Il manuale si legge molto volentieri e attraverso i titoli più significativi passa in rassegna le vicende di autori, studi di animazione e case di produzione, spesso regalando al lettore gustosi “dietro le quinte”, o approfondimenti sui meccanismi produttivi ed editoriali del mercato giapponese.
L’aspetto intrigante di questo manuale è che va a costituire un ideale dittico con un altro volume analogo dello stesso editore, la Guida ai super robot di Jacopo Nacci (recensito qui e approfondito qui). Si tratta di due testi che si completano e arricchiscono vicendevolmente: se il saggio di Nacci si concentrava sul “genere narrativo emergente” dei cartoni animati di robottoni, cogliendone sfumature di senso e uno zeitgeist di cui forse perfino gli autori non erano pienamente consapevoli, questo di Mistè mostra invece il lato umano che ha portato a quelle storie. Il dato personale e quello artigianale si intrecciano (per esempio nella descrizione del carattere non facile di Yoshiyuki Tomino), fino a presentare aspetti prettamente economici che spiegano alcuni meccanismi poco noti, come il mercato dei gunpla (modellini assemblabili) o il rapporto tra videocassette e produzione cinematografica. Belli anche gli approfondimenti su alcune rappresentazioni divenute iconiche, come il cosiddetto Itano circus (pletora di missili lanciati contemporaneamente, soluzione stilistica poi copiatissima).
In questo ideale dittico dedicato ai robottoni, insomma, ogni volume è molto gradevole in sé, ma l’uno offre all’altro una dimensione ulteriore, e quindi la lettura di entrambi non solo non crea dei doppioni, ma anzi diventa un’esperienza ancora più completa.

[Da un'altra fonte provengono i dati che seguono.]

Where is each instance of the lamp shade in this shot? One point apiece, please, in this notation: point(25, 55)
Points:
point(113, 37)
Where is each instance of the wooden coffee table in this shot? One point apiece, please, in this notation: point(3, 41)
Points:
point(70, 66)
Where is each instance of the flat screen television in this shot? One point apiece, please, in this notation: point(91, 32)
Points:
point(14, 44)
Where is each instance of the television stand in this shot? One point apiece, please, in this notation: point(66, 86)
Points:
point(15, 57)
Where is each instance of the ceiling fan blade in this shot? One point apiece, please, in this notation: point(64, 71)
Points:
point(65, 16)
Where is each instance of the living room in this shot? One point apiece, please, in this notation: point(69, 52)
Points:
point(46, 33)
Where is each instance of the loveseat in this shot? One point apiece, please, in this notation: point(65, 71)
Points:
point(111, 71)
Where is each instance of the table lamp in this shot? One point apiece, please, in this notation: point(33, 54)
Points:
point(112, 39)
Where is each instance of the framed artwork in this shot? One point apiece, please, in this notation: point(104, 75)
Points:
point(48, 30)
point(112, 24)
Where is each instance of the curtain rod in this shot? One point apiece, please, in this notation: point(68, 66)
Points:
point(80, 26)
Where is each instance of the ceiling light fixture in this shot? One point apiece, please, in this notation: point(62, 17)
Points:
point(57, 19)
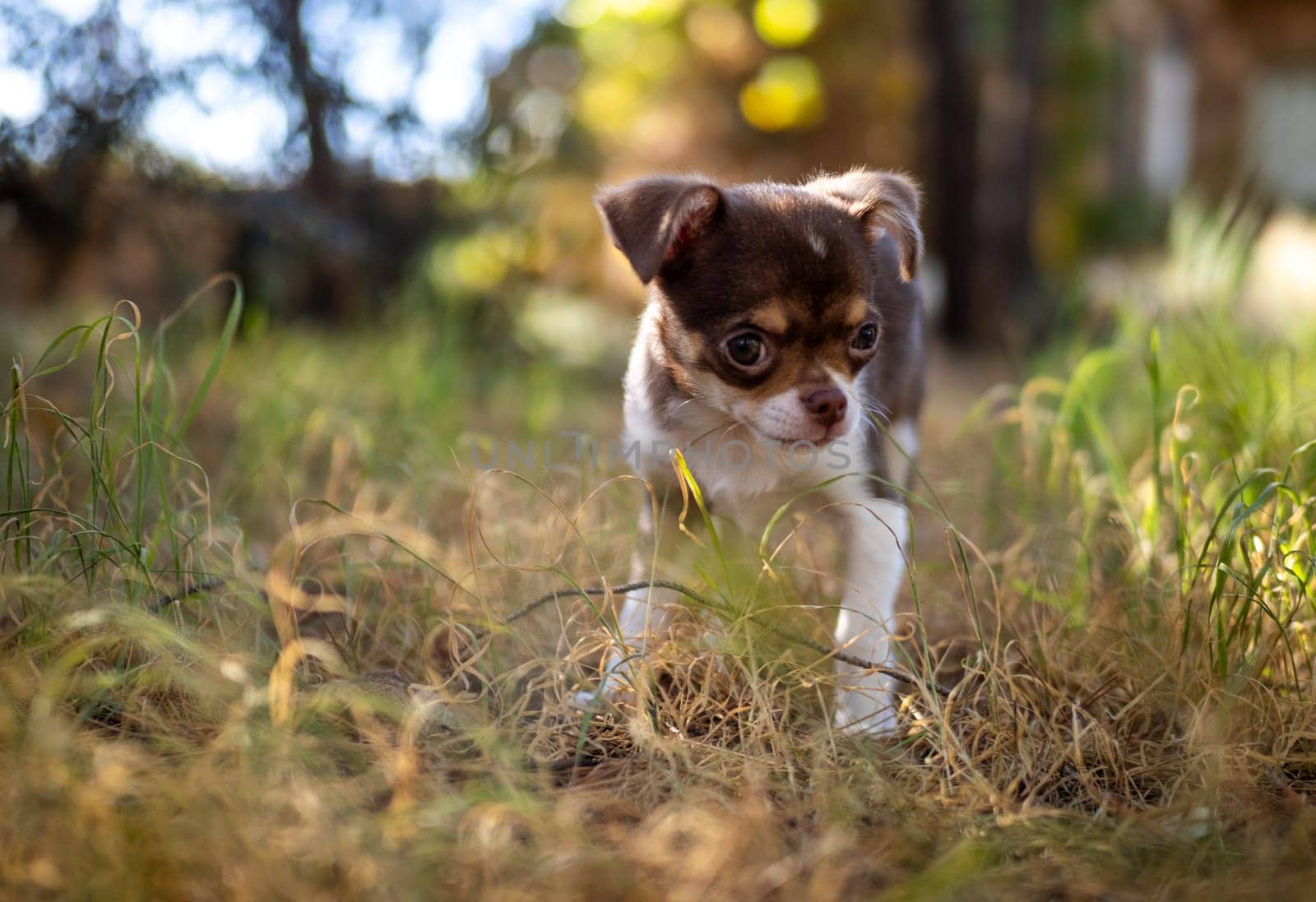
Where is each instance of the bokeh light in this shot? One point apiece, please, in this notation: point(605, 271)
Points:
point(786, 22)
point(787, 94)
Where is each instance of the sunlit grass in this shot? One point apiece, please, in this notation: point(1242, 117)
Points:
point(254, 638)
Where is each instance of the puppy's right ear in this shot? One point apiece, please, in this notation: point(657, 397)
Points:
point(653, 221)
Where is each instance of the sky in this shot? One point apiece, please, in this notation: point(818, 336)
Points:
point(236, 125)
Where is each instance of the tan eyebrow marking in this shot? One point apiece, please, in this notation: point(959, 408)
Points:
point(857, 312)
point(772, 318)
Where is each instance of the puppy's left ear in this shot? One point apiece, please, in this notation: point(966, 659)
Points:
point(886, 203)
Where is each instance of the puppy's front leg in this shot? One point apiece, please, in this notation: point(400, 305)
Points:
point(646, 612)
point(877, 535)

Unico punto negativo di un libro come questo è che inevitabilmente, a lettura ultimata, la lista di film e serie da recuperare si sarà allungata ulteriormente. Ma il lato positivo è che perlomeno l’autore indica con chiarezza quali sono le opere davvero imperdibili (ovviamente a suo giudizio) e quelle invece recuperabili solo per completezza filologica.